7. Media Watch is far better than Q & A. This is more just a personal opinion than anything else because Media Watch is a show about analytics and facts and trying to dig through the garbage that is the media at large. I wish I ran the ABC to make that show run every goddamn day of my life. I would give Paul Barry a golden throne to sit at and just yell “MEDIA WATCH!” at the start of every episode as if we rebooted Gladiators, but this time, he deploys a group of researchers and experts who go out and shows every single TV show and website about how horrible they are at Fact Checking™. At the end of every week, they literally get the worst journalists and hose them down with bile and watch their skin and clothes burn before screaming MEDIA WAAAATCH yet again. (They obviously give them clothes and tend to their wounds after the show because Mr. Barry is a benevolent God.)
Q & A is good. It’s good to have this debate. Other people say it’s pointless, but at the very least it gets politicians and human muppets face to face with the people they talk about every day when they say “society” or just “they”. It’s not a horrible show and far better than almost anything on Sky News or any show that pretends to have a “debate” when the whole panel is male and they’re talking about gender diversity in the workplace or about the lack of colourful pigmentation on Australian screens and they all look like a group of people auditioning to play the Ghost of Christmas Past without any make up on.

8. I would rather spend a full 20 hours on a creative project than 2 hours at work any day of the week. My goal at the beginning of this year was to spend the first two months working on content every single day, even if it was for just an hour a day. So far the results have been quite good. More than 30,000 views on content and reaching more than 500,000 people on 3 different platforms and collaborating with more than two dozen different people in the first month. Yes, the sickness was a set back and counted as “research time” considering all I could do was sleep, vomit and read. I also found that creating content is getting more and more fulfilling.
I’ve long thought of the hard slog of working through making content as being this grinding process and now that I’ve started to take it seriously, nearly 55 days in, I’ve found it keeps getting easier and easier as the days go on. Yes, sometimes I’m up till 1am making those fine tweaks on an animation or just making sure the sound is right just before an upload, but I got to sleep so satisfied and content that I just can’t wait for people to watch or listen to it. Even if it’s just a 100 people, it’s nice to know they took to the time to consume it. I know I can’t make a living out of it. I know that’s not realistic. I know I don’t have enough people to support me, I know I don’t have a big audience, I know it all takes time, but I know that when and if that day does come, I’ll be ready — I’ll be so goddamn ready, I’ll be there with fucking bells on and a whistle to start my own fucking race.

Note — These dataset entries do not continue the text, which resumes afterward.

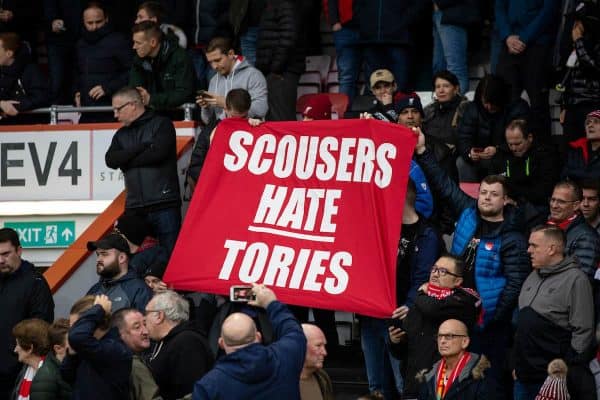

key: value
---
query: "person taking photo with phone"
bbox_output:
[192,284,306,400]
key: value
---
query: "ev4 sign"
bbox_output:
[4,221,75,248]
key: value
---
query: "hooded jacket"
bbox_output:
[417,150,530,326]
[457,97,529,162]
[0,44,48,124]
[417,353,493,400]
[86,270,152,313]
[0,260,54,383]
[75,23,133,106]
[60,305,133,400]
[515,257,594,383]
[105,111,181,209]
[565,213,600,279]
[202,56,269,124]
[192,301,306,400]
[129,35,196,110]
[148,321,214,400]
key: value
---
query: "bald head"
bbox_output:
[301,324,327,379]
[219,313,260,354]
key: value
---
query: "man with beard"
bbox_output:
[547,180,600,279]
[87,233,152,312]
[415,132,530,398]
[75,2,133,123]
[111,308,159,400]
[0,228,54,399]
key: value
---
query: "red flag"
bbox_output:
[164,119,416,318]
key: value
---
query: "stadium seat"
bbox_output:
[306,54,331,86]
[296,93,348,119]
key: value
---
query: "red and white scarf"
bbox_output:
[17,357,45,400]
[435,351,471,400]
[547,213,579,231]
[427,282,454,300]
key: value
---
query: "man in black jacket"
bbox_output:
[105,88,181,254]
[515,225,596,399]
[490,119,559,226]
[388,254,481,398]
[547,181,600,279]
[0,32,48,125]
[75,3,133,123]
[256,0,305,121]
[0,228,54,399]
[146,290,214,400]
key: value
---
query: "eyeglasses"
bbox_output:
[550,197,579,206]
[431,265,461,278]
[435,333,467,340]
[113,101,133,114]
[145,308,165,315]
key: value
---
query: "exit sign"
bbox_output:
[4,221,75,248]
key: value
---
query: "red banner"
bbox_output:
[164,119,416,317]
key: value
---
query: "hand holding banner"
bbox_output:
[164,119,417,317]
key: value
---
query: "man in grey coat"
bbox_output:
[196,37,269,126]
[514,225,596,400]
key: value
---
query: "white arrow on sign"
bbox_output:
[60,228,73,241]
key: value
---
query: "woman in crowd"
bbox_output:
[12,318,71,400]
[456,75,537,182]
[423,70,468,179]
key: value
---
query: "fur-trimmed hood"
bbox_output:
[415,353,491,383]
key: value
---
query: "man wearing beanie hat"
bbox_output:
[535,358,571,400]
[86,233,152,312]
[115,215,169,279]
[394,92,425,128]
[302,93,331,121]
[562,110,600,181]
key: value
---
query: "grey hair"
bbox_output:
[152,290,190,322]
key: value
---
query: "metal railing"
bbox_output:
[22,103,197,125]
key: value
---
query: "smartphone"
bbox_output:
[229,286,256,303]
[196,90,212,99]
[385,318,404,330]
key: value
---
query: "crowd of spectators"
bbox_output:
[0,0,600,400]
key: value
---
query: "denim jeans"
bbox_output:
[240,26,258,65]
[513,379,543,400]
[146,207,181,255]
[433,11,469,93]
[47,43,75,104]
[333,28,360,103]
[360,317,404,400]
[364,44,412,92]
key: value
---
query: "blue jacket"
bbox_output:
[193,301,306,400]
[418,151,531,326]
[408,160,433,218]
[396,216,444,308]
[354,0,430,45]
[60,305,133,400]
[86,269,152,313]
[495,0,561,45]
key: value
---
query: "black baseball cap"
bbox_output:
[87,233,129,255]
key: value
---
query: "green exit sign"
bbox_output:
[4,221,75,248]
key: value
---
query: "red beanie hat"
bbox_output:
[302,94,331,119]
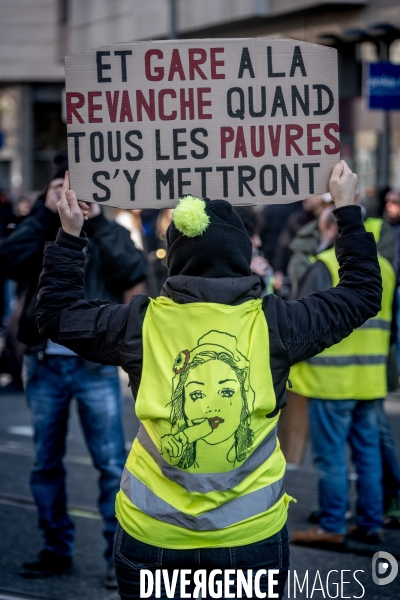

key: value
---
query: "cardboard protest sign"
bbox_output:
[66,38,339,208]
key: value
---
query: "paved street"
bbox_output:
[0,376,400,600]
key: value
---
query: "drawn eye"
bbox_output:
[189,390,206,402]
[218,388,235,398]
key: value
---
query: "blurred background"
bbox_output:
[0,0,400,199]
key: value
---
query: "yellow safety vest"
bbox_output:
[117,297,290,549]
[289,248,395,400]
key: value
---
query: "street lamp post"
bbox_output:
[169,0,178,40]
[378,40,390,191]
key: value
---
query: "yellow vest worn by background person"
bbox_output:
[289,248,395,400]
[117,297,289,549]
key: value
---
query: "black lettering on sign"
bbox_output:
[238,166,256,198]
[194,167,212,198]
[313,83,335,115]
[172,127,187,160]
[68,131,86,163]
[215,167,235,198]
[125,129,143,161]
[249,85,267,117]
[271,85,287,117]
[96,50,111,83]
[292,85,310,117]
[238,48,255,79]
[281,165,299,196]
[90,131,104,162]
[107,131,122,162]
[92,171,111,202]
[260,165,278,196]
[124,169,140,202]
[301,163,321,194]
[290,46,307,77]
[114,50,132,82]
[226,87,245,120]
[267,46,286,77]
[156,169,175,200]
[156,129,169,160]
[190,127,208,160]
[178,167,192,198]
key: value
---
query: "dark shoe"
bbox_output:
[383,498,400,529]
[20,549,72,579]
[290,527,345,547]
[103,564,118,590]
[307,506,353,525]
[349,525,383,545]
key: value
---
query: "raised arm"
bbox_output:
[265,161,382,365]
[36,174,148,366]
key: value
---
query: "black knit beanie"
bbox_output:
[167,196,252,278]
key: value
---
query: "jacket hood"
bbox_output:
[161,275,261,305]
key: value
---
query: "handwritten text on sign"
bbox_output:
[66,39,339,208]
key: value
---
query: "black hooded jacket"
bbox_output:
[37,206,382,412]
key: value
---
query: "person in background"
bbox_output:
[259,200,303,269]
[0,192,37,394]
[235,206,274,297]
[0,151,147,589]
[290,208,395,546]
[287,193,333,298]
[275,194,331,282]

9. Life is too short not to block people who do nothing but repeatedly offer up comments without any facts or reasoning to their opinions. Especially if they continue to fight semiotics and semantics and not the fact that the people in power are not only in power due to influence and wealth, but also because they have a great control of their narrative. At the end of the day, the people who are poor and fight for the rich, will not only end up with empty pockets and an empty soul, but also will continue to fight for something emptier than their arguments.

10. I have a lot of friends who are doing more creatively than most people with full Hollywood films. I appreciate that so much. They're also way more photogenic, kind and friendly than their running gags and absurd behaviour would have you believe.

So anyway, 6 days and a couple of days without posting content and checking social media every goddamn hour of everyday is pretty great. I’d highly recommend it. Delete the Facebook app just for a day. If you can do it for Uber after literally 3 years of doing horrible shit. Keep Messenger, you know just in case, but look, I’m not your Dad I’m not gonna tell you how to run your life. The point is right now, my life is pretty good and I take a lot of it for fucking granted and I should keep making stuff.